Three critical chunks of Rolt’s early life shaped much of what he thought and wrote for the rest of his life. First there was the idyllic countryside of his childhood, the border country of the Black Mountains overlooking Hay on Wye and Llanthony Abbey, ‘Kilvert Country’ as it is known to the writing classes. Undoubtedly beautiful and still relatively unspoilt, his happy younger childhood here indelibly tinged his memory and this area of the country took on almost a mystical significance for him in later life. After that there followed many dull years of unsatisfactory private schooling before he was fired into a more constructive life when he started his engineering apprenticeship. He started serving his time at an old fashioned agricultural workshop in Pitchill in Worcestershire, a time that proved to be a very rich experience for both engineering and life skills. Here he discovered the integral role of the pride of craftsmanship that seemed to him to be an essential ingredient for a fully rounded life, both spiritual and practical. This was continued by what was supposed to be a three year advanced apprenticeship at a locomotive works in Stoke on Trent but it was quite dramatically hammered to a halt by the slump in 1930. This was a profoundly depressing experience for the young Tom Rolt and affected his views on the devastating effects of industrialisation and the loss of craftsmanship for the rest of his life. It shaped the philosophical imbalance that he spent the rest of his life trying to reconcile, that between a love of machinery and a love of nature, and perhaps some of the satisfaction that I get from his writing is seeing that argument going on. He was good, but not perfect, and I take a crumb of comfort from seeing somebody else struggling for me. He recognised this dichotomy very early and was clearly arguing his way through it in High Horse Riderless.

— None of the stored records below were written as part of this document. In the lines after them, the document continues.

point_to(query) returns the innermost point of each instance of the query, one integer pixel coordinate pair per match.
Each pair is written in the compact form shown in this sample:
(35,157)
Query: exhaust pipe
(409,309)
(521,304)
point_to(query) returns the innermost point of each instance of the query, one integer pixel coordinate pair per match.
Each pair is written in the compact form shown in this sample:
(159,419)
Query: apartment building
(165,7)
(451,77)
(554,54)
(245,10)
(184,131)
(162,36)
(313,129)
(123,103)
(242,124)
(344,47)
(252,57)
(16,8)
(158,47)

He was also researching and rehearsing those arguments in Narrow Boat although they are rather disguised by that tinge of Arcadia, that flavour of rural romanticism. This certainly did catch the imagination of the war weary public four years later and may have contributed something towards a false bedrock for the restoration movement that emerged thereafter. The bitter disputes of the early Inland Waterways Association were about underlying values as well as the clash of personalities. The I.W.A. wanted to save canals whilst Rolt wanted to retain or restore the underlying values that had created and maintained the life balance of the people of the canals. In his conclusion he says ”the English Canals….are the particular vehicle of this book” (my emphasis) The book was carrying a cargo of constructive ideas, but his readers saw what they needed to see through the very understandable nostalgia of the time it was published. If you haven’t got time to re-read the whole book just read the conclusion again. And if you have never read the whole book you must. That is my New Year resolution for you.